Over the next year, EPS is forecast to expand by 123.3%. Assuming the dividend continues along recent trends, we think the payout ratio could be 21% by next year, which is in a pretty sustainable range.
View our latest analysis for Bharat Forge
Dividend Volatility
The company has a long dividend track record, but it doesn't look great with cuts in the past. Since 2015, the dividend has gone from ₹2.25 total annually to ₹8.50. This means that it has been growing its distributions at 14% per annum over that time. Despite the rapid growth in the dividend over the past number of years, we have seen the payments go down the past as well, so that makes us cautious.

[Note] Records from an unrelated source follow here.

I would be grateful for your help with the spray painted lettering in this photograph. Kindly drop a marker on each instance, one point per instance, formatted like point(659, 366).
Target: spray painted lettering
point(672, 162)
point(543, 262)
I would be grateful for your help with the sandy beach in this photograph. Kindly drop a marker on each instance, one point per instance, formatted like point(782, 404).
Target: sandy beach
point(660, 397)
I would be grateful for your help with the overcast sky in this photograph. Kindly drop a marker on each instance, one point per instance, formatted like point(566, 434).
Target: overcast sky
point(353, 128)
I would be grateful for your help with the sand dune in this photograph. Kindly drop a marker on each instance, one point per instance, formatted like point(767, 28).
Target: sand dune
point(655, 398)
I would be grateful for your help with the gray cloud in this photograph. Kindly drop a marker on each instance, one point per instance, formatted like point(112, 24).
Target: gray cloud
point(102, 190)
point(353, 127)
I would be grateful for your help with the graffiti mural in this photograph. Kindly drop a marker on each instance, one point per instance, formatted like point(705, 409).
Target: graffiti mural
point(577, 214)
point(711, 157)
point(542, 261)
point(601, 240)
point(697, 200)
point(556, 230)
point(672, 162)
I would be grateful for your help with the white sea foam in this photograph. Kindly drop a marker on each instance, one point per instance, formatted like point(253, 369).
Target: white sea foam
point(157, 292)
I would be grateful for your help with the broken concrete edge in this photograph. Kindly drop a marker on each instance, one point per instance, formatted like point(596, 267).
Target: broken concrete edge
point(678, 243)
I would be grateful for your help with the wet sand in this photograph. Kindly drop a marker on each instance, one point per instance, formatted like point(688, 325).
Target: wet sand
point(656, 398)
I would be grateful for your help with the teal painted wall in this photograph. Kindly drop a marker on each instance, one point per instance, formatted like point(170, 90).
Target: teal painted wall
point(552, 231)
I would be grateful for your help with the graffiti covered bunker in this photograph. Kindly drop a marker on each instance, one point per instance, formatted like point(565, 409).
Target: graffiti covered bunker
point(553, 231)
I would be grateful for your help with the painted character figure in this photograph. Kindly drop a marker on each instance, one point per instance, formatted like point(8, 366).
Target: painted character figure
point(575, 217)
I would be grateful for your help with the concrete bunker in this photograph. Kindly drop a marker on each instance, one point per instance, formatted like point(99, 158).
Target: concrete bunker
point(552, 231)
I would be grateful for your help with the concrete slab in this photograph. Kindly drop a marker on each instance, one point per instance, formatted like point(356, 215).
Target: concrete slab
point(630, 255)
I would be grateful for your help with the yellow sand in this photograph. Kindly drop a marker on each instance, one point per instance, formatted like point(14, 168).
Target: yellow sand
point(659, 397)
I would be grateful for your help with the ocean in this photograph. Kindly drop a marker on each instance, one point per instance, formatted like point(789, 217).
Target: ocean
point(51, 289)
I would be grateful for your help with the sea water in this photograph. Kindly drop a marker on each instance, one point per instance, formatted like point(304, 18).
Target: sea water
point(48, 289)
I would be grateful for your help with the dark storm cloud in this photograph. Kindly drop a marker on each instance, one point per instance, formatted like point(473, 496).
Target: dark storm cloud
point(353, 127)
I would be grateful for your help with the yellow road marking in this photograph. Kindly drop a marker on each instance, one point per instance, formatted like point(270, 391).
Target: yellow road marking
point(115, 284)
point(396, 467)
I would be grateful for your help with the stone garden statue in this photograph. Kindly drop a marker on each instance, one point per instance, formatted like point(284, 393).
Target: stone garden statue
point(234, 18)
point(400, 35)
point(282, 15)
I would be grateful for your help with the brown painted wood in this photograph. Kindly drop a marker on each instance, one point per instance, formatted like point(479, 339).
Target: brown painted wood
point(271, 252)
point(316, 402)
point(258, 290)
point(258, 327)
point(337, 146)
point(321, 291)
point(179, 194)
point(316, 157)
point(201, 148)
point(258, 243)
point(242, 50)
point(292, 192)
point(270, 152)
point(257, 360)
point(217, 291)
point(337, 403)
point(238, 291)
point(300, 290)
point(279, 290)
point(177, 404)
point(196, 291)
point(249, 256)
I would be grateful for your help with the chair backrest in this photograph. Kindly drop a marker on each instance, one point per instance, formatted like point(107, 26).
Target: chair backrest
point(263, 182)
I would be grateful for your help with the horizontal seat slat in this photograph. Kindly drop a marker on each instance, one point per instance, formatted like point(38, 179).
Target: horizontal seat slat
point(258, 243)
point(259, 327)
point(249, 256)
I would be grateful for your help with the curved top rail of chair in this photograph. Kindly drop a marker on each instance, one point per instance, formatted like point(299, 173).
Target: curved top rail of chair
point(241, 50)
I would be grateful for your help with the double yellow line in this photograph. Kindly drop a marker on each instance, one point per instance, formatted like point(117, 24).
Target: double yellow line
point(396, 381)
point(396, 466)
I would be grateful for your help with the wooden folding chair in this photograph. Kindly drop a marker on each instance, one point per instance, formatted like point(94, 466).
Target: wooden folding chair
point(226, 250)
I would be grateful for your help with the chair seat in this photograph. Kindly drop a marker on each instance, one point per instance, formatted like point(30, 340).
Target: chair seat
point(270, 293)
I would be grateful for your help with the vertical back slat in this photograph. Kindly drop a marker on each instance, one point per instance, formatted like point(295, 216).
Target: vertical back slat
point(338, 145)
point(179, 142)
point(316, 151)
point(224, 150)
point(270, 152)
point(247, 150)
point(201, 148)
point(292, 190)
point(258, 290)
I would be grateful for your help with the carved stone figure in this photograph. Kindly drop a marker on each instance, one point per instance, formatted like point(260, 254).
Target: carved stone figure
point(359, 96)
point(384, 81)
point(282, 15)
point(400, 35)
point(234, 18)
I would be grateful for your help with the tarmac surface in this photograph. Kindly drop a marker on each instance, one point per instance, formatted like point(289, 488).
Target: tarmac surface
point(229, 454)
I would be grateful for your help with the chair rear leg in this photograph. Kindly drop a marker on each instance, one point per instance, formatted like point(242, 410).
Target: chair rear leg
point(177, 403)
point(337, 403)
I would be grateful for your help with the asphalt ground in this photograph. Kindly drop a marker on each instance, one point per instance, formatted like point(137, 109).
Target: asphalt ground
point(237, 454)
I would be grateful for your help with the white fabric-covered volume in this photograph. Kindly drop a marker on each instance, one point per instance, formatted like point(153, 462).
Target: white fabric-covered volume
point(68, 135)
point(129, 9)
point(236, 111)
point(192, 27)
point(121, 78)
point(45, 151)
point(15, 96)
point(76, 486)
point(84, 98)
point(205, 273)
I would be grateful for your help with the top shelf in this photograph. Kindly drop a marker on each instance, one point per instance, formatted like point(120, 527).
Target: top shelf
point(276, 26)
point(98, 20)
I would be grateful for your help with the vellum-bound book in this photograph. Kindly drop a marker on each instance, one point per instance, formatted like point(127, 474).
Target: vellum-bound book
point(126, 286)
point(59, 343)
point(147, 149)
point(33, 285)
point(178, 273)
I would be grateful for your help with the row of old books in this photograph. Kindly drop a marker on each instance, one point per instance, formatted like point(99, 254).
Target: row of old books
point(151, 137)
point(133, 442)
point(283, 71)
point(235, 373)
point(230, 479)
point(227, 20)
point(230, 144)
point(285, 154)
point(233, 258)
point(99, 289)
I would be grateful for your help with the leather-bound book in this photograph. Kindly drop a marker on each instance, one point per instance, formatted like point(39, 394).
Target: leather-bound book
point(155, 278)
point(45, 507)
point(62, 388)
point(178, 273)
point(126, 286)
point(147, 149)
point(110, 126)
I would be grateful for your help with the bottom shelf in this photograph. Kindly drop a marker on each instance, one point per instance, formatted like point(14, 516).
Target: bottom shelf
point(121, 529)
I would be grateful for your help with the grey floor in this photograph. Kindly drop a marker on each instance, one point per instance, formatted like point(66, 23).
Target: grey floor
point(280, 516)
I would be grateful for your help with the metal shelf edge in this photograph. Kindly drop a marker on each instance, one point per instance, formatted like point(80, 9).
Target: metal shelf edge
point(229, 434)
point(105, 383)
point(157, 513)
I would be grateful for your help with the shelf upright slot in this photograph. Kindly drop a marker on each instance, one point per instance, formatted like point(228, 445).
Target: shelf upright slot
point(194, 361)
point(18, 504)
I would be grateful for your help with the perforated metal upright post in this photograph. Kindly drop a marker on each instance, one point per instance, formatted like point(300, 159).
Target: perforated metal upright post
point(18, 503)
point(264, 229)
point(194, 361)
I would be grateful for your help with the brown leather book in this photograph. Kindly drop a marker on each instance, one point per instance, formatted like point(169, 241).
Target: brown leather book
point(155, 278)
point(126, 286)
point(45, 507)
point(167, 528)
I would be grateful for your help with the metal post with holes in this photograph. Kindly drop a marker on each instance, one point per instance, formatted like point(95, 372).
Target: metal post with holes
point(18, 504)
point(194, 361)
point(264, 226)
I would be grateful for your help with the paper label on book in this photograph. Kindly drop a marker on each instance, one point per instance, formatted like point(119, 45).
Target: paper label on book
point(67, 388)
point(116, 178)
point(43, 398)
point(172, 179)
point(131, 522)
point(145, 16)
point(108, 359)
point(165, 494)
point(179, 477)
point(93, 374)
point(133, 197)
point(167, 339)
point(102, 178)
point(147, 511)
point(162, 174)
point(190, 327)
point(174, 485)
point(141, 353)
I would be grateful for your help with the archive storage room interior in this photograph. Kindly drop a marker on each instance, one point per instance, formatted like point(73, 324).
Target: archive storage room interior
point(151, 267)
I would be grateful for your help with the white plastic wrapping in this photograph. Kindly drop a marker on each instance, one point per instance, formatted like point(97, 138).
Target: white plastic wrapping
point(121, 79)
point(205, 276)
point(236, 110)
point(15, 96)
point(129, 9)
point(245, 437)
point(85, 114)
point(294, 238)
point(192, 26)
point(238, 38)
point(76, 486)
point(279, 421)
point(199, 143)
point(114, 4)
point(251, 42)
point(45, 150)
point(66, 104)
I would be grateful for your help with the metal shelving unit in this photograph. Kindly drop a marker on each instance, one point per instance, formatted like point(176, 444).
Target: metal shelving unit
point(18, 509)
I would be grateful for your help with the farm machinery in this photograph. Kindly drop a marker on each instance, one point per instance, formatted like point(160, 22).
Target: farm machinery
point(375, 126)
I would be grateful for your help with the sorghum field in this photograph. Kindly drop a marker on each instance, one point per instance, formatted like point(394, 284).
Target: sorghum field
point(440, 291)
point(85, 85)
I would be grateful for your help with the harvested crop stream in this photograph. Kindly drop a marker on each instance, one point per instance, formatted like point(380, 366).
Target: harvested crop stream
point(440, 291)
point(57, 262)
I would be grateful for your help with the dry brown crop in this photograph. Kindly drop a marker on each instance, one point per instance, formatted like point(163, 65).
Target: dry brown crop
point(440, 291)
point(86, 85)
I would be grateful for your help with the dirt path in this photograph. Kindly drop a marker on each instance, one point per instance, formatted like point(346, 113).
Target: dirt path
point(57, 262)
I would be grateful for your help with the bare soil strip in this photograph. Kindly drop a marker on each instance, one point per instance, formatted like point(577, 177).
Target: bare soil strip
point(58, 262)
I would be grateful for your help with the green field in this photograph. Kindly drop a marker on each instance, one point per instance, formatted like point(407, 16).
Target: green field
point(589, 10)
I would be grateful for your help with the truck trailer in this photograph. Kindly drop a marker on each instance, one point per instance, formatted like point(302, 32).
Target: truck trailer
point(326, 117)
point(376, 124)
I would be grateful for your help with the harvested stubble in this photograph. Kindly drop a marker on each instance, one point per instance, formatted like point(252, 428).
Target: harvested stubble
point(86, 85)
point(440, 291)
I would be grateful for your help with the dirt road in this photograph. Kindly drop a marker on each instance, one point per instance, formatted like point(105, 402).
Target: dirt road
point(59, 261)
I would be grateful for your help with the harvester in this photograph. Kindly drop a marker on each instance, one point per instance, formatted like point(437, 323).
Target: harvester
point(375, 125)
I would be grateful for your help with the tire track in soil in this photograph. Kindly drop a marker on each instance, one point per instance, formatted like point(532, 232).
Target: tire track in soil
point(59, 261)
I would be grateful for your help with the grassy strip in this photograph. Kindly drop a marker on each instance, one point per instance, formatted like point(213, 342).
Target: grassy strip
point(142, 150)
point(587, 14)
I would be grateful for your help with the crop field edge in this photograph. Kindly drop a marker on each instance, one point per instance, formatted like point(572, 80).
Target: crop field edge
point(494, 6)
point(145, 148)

The Dividend Looks Likely To Grow
Growing earnings per share could be a mitigating factor when considering the past fluctuations in the dividend. We are encouraged to see that Bharat Forge has grown earnings per share at 21% per year over the past five years. Bharat Forge is clearly able to grow rapidly while still returning cash to shareholders, positioning it to become a strong dividend payer in the future.
In Summary
Overall, the dividend looks like it may have been a bit high, which explains why it has now been cut. While Bharat Forge is earning enough to cover the payments, the cash flows are lacking. We don't think Bharat Forge is a great stock to add to your portfolio if income is your focus.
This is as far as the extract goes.